Sri Samarawijaya adalah raja pertama Kadiri yang memerintah sejak tahun 1042. Gelar lengkapnya ialah Sri Samarawijaya Dharmasuparnawahana Teguh Uttunggadewa.
Kedudukan Samarawijaya pada masa Airlangga
Pada masa pemerintahan Airlangga dan raja-raja sebelumnya, jabatan tertinggi sesudah raja adalah rakryan mahamantri. Jabatan ini identik dengan putra mahkota, sehingga pada umumnya dijabat oleh putra atau menantu raja.

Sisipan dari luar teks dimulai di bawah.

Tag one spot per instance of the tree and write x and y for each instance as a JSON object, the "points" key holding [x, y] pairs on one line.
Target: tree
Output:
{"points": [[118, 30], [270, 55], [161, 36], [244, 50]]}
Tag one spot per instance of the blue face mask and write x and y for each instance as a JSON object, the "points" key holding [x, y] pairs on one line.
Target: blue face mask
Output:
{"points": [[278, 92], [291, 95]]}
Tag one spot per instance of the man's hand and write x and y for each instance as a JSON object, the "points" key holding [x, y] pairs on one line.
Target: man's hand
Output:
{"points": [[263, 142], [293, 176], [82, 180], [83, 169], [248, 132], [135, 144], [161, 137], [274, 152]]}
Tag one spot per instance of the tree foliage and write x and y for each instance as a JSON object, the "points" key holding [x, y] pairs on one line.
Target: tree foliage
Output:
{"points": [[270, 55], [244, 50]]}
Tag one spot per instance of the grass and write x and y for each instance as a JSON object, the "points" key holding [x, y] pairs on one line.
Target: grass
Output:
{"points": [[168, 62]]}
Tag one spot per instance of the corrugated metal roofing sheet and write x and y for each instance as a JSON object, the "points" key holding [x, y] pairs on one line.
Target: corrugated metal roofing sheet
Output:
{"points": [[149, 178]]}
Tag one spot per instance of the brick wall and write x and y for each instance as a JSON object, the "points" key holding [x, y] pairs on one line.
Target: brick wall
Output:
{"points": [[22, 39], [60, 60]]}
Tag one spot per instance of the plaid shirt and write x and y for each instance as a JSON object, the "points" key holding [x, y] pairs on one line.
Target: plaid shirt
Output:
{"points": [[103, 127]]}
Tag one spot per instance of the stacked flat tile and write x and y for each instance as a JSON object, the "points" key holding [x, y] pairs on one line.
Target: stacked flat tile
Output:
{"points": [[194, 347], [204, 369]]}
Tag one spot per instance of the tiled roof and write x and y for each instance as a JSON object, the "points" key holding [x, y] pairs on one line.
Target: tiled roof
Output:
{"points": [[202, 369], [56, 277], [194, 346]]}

Dari prasasti-prasasti yang dikeluarkan Airlangga sejak 1021 sampai 1035, yang menjabat sebagai rakryan mahamantri adalah Sanggramawijaya Tunggadewi. Sedangkan, pada prasasti Pucangan (1041) muncul nama baru, yaitu Samarawijaya sebagai rakryan mahamantri.
Sanggramawijaya Tunggadewi identik dengan putri sulung Airlangga dalam Serat Calon Arang yang mengundurkan diri menjadi pertapa bernama Dewi Kili Suci. Dalam kisah tersebut, Dewi Kili Suci diberitakan memiliki dua orang adik laki-laki.
Dengan demikian, Samarawijaya dipastikan adalah adik Sanggramawijaya Tunggadewi
Perang Saudara melawan Janggala
Sebelum turun takhta tahun 1042, Airlangga dihadapkan pada masalah persaingan antara kedua putranya. Maka, ia pun membelah wilayah kerajaannya menjadi dua, yaitu Kadiri dan Janggala. Peristiwa ini diberitakan dalam Nagarakretagama dan Serat Calon Arang, serta diperkuat oleh prasasti Turun Hyang (1044).
Dalam prasasti Turun Hyang, diketahui nama raja Janggala setelah pembelahan ialah Mapanji Garasakan. Nama raja Kadiri tidak disebutkan dengan jelas, namun dapat diperkirakan dijabat oleh Samarawijaya, karena sebelumnya ia sudah menjabat sebagai putra mahkota.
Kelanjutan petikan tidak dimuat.